Abstract

Automatic tracking of facial movement is potentially important as a non-invasive source of physiological data in Affective Computing applications. Facial movement tracking software is becoming commercially available and affordable. This paper explores the association between facial and physiological responses to computer-based events, and the viability of facial movement tracking in detecting and distinguishing qualitative differences in users' facial movements under normal conditions of computer use. Fifteen participants took a web-based quiz. The quiz contained two relatively ordinary HCI events as stimuli: an alert intended to evoke surprise, and questions with high affective content intended to evoke amusement. From previous findings, the alert was expected to be the stronger of the two stimuli. Participants' physiological arousal was recorded and their faces videoed. The videos for the periods around each event were analysed by commercially available facial movement tracking software. Human judges considered participants' faces to have responded to both stimuli, but more to the stronger of the two stimuli.
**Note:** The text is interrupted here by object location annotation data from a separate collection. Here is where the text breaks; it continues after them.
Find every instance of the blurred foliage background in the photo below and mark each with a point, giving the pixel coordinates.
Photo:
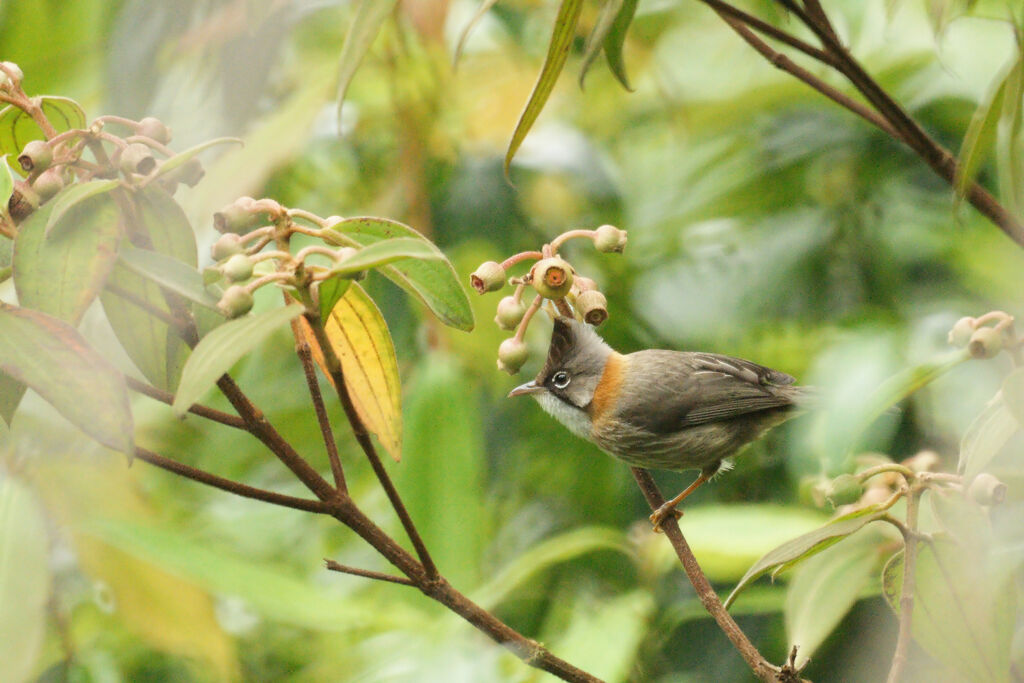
(764, 222)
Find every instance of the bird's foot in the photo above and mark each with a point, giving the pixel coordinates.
(659, 515)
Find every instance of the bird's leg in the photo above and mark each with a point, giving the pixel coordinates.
(668, 508)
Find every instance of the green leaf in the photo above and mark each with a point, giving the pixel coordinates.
(25, 580)
(62, 274)
(168, 272)
(482, 9)
(384, 252)
(433, 282)
(597, 35)
(220, 349)
(17, 128)
(793, 552)
(985, 437)
(52, 358)
(71, 197)
(128, 300)
(824, 588)
(367, 24)
(616, 38)
(548, 553)
(963, 612)
(182, 158)
(980, 137)
(444, 488)
(558, 51)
Facial response did not always concur with physiological arousal. The tracker detected reactions to the stronger stimulus but had mixed success with the weaker stimulus. The tracker also generated different data profiles for two different facial expressions. These findings support the supposition that users' facial expressions can and do respond to ordinary computer-based events, and indicate that facial movement tracking is becoming a viable technique, and is available to non-computer vision specialists.